Слава сразу же почувствовала, что обязана смотреть на то, как режут курицу. Она не могла выносить, что этот парень так растерян и взволнован, что физиономия у него вытянувшаяся и небритая. Хотя он не прикасался к ней, Слава представляла себе, как колется его жесткая щетина. У него наверняка потные ладони. Ее возбуждало, что он влюблен в нее. Он действительно думал, что если она не помирится с мужем, то выйдет за него, потому что выслушивала его в Нареве? Так-то он, кажется, умный, начитанный, взрослый человек, а все же — ешиботник.
— Успокойтесь, садитесь, — сказала она ему, а сама осталась стоять.
— Я спокоен, совершенно спокоен, — сказал он надломленным голосом и сел.
Она стала его домом.

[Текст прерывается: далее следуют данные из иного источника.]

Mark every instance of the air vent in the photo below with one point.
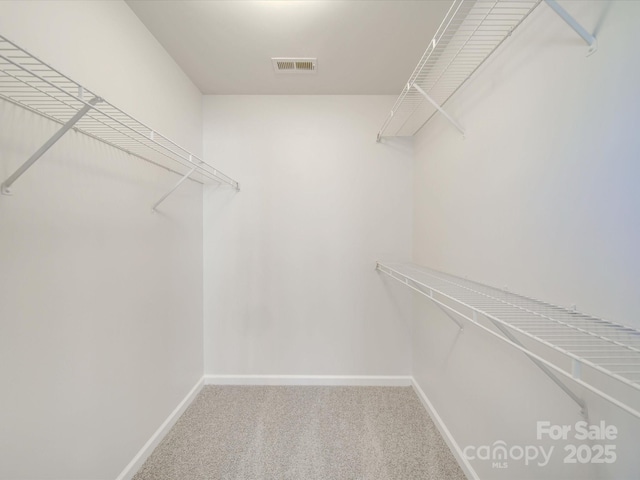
(295, 65)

После столь многих лет скитаний на чужбине он нашел в ней свой дом. Его мечта в жизни — это собственный уголок с чистой подушкой. В Танахе рассказывается, как пророк Иона предсказал гибель Ниневии, вышел за город и стал ждать, пока Ниневия погибнет. И он сидел в тени дерева с широкими листьями, которое называется клещевина. Но Бог послал червя, который подгрыз клещевину, и она засохла. А жара была так велика, что Ионе стало плохо, и он взмолился о смерти. Даже пророк не может жить на жаре без тени, без шатра, без собственного угла.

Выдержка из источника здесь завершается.